Gianluca Cappuzzo, all’epoca trentasettenne, medico specializzando nel reparto di Chirurgia dell’Azienda ospedaliera, uccise la moglie Elena nella sua villetta a Voltabarozzo, in via Pisani 5/a. Un omicidio agghiacciante e, secondo il pubblico ministero Orietta Canova, progettato e organizzato nei dettagli. Elena era stata anestetizzata con un tampone di etere, poi avvelenata con tre iniezioni intramuscolari di benzodiazepine (ansiolitico impiegato nella fase della pre anestesia) e di etilcarbammato (una sostanza cancerogena usata anche nei pesticidi). Infine il corpo era stato adagiato nella vasca da bagno.
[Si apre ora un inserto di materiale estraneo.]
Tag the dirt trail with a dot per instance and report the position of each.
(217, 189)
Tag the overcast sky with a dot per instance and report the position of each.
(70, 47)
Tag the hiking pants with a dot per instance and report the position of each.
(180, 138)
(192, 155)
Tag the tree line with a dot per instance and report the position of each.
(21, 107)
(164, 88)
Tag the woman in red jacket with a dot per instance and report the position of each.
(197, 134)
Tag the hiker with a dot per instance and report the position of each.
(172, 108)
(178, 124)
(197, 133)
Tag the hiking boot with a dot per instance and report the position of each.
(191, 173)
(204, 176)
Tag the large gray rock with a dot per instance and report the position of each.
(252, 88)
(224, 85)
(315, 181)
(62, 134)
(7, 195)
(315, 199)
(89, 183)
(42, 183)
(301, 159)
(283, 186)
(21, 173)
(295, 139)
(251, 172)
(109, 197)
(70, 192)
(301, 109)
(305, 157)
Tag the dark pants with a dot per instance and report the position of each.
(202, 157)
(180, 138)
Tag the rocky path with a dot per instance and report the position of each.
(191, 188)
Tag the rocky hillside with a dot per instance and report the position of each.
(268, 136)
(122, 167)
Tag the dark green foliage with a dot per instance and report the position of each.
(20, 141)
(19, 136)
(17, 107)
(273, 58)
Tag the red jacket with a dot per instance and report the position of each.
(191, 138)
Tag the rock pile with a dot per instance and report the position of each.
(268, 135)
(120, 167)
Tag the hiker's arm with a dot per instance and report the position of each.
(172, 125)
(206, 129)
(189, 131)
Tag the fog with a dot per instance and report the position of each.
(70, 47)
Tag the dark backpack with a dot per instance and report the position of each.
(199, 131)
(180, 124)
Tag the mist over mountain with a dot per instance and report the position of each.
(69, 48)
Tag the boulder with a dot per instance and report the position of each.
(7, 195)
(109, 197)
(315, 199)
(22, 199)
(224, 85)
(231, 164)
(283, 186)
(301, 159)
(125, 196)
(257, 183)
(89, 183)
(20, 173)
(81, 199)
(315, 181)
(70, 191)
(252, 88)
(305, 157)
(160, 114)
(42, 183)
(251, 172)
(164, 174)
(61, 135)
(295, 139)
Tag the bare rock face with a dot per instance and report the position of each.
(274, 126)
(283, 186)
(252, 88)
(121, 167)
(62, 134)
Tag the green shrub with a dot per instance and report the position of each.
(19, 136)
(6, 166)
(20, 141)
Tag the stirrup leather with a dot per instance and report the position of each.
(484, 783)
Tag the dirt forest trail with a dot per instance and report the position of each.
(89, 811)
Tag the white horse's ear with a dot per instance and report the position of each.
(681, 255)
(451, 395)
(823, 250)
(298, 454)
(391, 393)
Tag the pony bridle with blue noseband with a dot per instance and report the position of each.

Le aveva tagliato i polsi e poi aveva spedito anche due sms dal suo telefono: una messinscena per simulare un suicidio. Simulazione scoperta nel giro di poche ore dal capo della Squadra mobile Marco Calì. Cappuzzo era accusato di omicidio aggravato dal rapporto di parentela, dall’uso di sostanze venefiche e dalla premeditazione. È stato condannato in primo grado a 26 anni di carcere, pena confermata in Cassazione nel 2011.

Tuttavia Gianluca Cappuzzo in carcere non si è arreso. Ha alzato la testa e, fin da subito, ha iniziato un percorso. Inizialmente ha prestato servizio nel call center che raccoglieva le chiamate per l’Usl 16 e l’Azienda ospedaliera. Poi si è legato a Ristretti Orizzonti e ora fa parte a pieno titolo della redazione.

«È uno dei più attivi» conferma Ornella Favero. «Ha partecipato al progetto che abbiamo imbastito per incontrare le scolaresche ma anche al seminario annuale per giornalisti. Contemporaneamente porta avanti gli studi in Giurisprudenza, pure con buoni risultati». Tutto questo contesto di impegno sociale ha influito nella decisione del Tribunale di Sorveglianza di accordare i permessi, nonostante non sia arrivato ancora a metà pena.